En juillet 2017, le ministère de l’Éducation a annoncé que les écoles pour filles allaient commencer à proposer des cours d’éducation physique, à condition que cela reste conforme à la loi islamique (charia). Le ministère n’a pas précisé si elles devraient obtenir la permission de leur « gardien » pour y participer.

Le pays compte plusieurs universités réservées aux femmes.

Emploi

Les restrictions que le système du gardien mâle imposaient à l’emploi des femmes ont été assouplies, dans un contexte de diversification de l’économie du royaume, pour diminuer sa dépendance aux ressources pétrolières.

Le prince Mohammed ben Salmane, désigné héritier de la couronne en juin 2017, a présenté un plan de développement économique baptisé « Vision 2030 », dont l’un des objectifs est de faire passer le taux d’emploi des femmes de 22 à 30 % d’ici une dizaine d’années.

Dans cette photo du 24 octobre 2018 publiée par la Saudi Press Agency, SPA, le Prince héritier Mohammed ben Salmane, intervient lors de la conférence Future Investment Initiative à Riyadh, en Arabie Saoudite. (Saudi Press Agency via AP, File)

Son père, le roi Salmane, a signé un décret autorisant les femmes à obtenir en ligne un permis pour créer une entreprise. La police a ouvert ses rangs à des officiers femmes.

Voyage, permis de conduire

Les femmes doivent toujours obtenir l’autorisation de leur gardien pour renouveler leur passeport et quitter le pays.

A partir du 24 juin 2018, elles ont été autorisées à conduire pour la première fois dans l’histoire du royaume. Bien que cette réforme ait été bien accueillie, elle n’a pas été le prélude à de nouvelles libertés politiques.

Une Saoudienne prend des cours de moto au Bikers Skills Institute, en périphérie du Ryad, le 3 juin 2018. (Crédit : AFP/ FAYEZ NURELDINE)

Des militantes, dont certaines bataillaient depuis des années pour le droit de conduire, ont été emprisonnées et poursuivies en justice, notamment pour avoir parler à des journalistes étrangers.

Statut personnel 

Les femmes de tous âges doivent obtenir la permission de leur « gardien » pour se marier. Un homme peut divorcer sans le consentement de sa femme.

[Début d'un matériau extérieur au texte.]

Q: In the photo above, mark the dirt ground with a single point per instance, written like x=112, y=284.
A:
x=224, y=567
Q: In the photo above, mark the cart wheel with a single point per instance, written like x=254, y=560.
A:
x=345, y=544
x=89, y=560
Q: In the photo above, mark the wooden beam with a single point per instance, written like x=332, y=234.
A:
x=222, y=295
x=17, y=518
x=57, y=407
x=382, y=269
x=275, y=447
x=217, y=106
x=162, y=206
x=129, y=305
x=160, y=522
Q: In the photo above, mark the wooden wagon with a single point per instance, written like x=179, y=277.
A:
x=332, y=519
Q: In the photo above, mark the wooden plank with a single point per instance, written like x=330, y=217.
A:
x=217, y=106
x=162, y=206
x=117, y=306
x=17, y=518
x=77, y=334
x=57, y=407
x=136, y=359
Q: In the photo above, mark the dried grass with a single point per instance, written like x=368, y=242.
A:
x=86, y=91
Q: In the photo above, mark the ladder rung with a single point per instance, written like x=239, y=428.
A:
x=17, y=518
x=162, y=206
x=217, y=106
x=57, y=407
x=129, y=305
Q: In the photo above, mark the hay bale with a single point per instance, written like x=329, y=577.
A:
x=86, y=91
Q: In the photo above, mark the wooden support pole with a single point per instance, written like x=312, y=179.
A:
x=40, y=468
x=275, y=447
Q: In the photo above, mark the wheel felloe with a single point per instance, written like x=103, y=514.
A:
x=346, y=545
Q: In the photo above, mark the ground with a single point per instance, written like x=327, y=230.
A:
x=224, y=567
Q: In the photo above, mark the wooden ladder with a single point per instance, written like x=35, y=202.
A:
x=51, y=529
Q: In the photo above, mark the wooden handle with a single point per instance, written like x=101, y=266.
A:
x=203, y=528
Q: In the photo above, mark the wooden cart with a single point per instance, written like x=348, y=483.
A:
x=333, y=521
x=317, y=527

En janvier, le ministère de la Justice a indiqué que les tribunaux avaient désormais l’obligation de notifier par SMS aux femmes la fin de leur mariage, une mesure destinée à empêcher certains maris de divorcer sans en informer leur partenaire, ce qui était parfois le cas.

Espaces publics

En janvier 2018, les femmes ont été autorisées pour la première fois à pénétrer dans certaines enceintes sportives, dans des tribunes séparées.

Les supporteuses saoudiennes d’Al-Ahli assistent au match de football de leur équipe contre Al-Batin à la Cité des Sports du Roi Abdullah à Jeddah, en Arabie saoudite, le 12 janvier 2018 (Crédit : AFP Photo / Stringer)

Les pouvoirs de la redoutée police religieuse, qui a pendant des décennies patrouillé les rues pour réprimander les femmes pas assez couvertes ou au vernis à ongle trop brillant, ont été réduits.

Dans la capitale, Ryad, et dans d’autres villes il est désormais possible de voir des femmes circuler sans foulard.